Published online by Cambridge University Press: 22 December 2016
Introduction
The political history of educational development in Japan has much in common with Western nations, but it also has distinctive features of its own. Following the Meiji restoration of 1868, Japan's leaders embarked on a modernisation programme that consciously looked to the West for its inspiration and for practical models. A second period of Western-inspired reform followed Japan's defeat in World War II. This was a more democratic political settlement that allowed for real pluralism, including the formation of independent teacher unions.
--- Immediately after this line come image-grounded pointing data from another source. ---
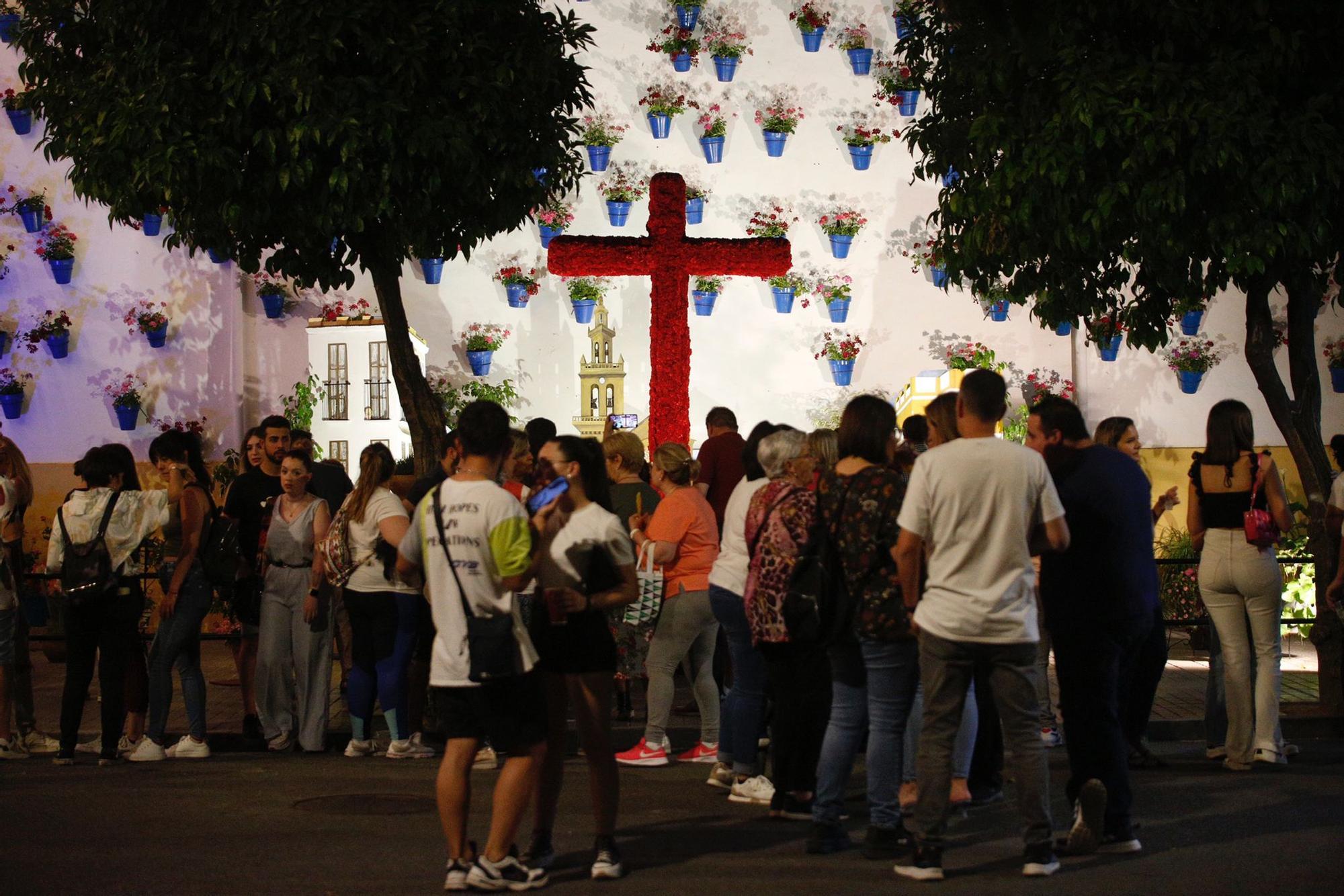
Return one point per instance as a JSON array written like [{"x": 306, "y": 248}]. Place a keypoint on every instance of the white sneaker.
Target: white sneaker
[
  {"x": 357, "y": 749},
  {"x": 189, "y": 749},
  {"x": 149, "y": 752},
  {"x": 757, "y": 792}
]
In 1947, local unions came together to form a national organisation, the Japan Teachers Union (JTU). Although initially well supported by ordinary teachers, the JTU was frustrated in its efforts to have an influence on education policy by political and statutory constraints far more restrictive than those found in comparable advanced, democratic nations. Locked out of the central corridors of power, teachers’ unions instead relied on the threat of disruption or non-compliance in schools to block education reforms they were opposed to. They had considerable success in pursuing this strategy until a chronic decline in membership sapped their power at the local level in most parts of the country. This decline was made worse by a major schism in the JTU that took place in 1989 and by the collapse of its main parliamentary ally, the Japan Socialist Party, in the 1990s.
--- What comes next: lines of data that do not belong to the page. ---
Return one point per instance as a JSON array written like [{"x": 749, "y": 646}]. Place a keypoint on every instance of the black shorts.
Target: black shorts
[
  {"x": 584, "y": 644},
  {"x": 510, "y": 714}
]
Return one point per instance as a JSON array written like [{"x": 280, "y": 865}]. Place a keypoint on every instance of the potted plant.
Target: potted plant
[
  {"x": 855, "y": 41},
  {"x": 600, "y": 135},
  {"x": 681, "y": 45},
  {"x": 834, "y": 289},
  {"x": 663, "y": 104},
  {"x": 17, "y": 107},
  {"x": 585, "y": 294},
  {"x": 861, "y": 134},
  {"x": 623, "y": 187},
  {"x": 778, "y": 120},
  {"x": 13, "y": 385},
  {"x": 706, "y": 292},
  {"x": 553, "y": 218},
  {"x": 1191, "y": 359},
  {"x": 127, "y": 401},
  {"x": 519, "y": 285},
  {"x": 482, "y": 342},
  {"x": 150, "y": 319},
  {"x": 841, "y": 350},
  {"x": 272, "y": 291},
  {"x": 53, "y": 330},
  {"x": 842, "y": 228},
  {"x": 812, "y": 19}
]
Contemporary Japan's Government Structure and Education System
Japan is a parliamentary democracy with two elected chambers of its national legislature: the House of Representatives (or Lower House) and the House of Councillors (or Upper House). It is similar to the British parliamentary system in that the head of government, the prime minister, is always a member of the Lower House. He is usually the leader of the majority party and his cabinet is also mostly drawn from the members of the two houses (Stockwin 2008). Japan is a centralised state with a national bureaucracy built on the nineteenth century French model. Japan's 47 prefectures are the heart of its local government system, but they have limited leeway in how they are allowed to interpret education policy in the course of its implementation.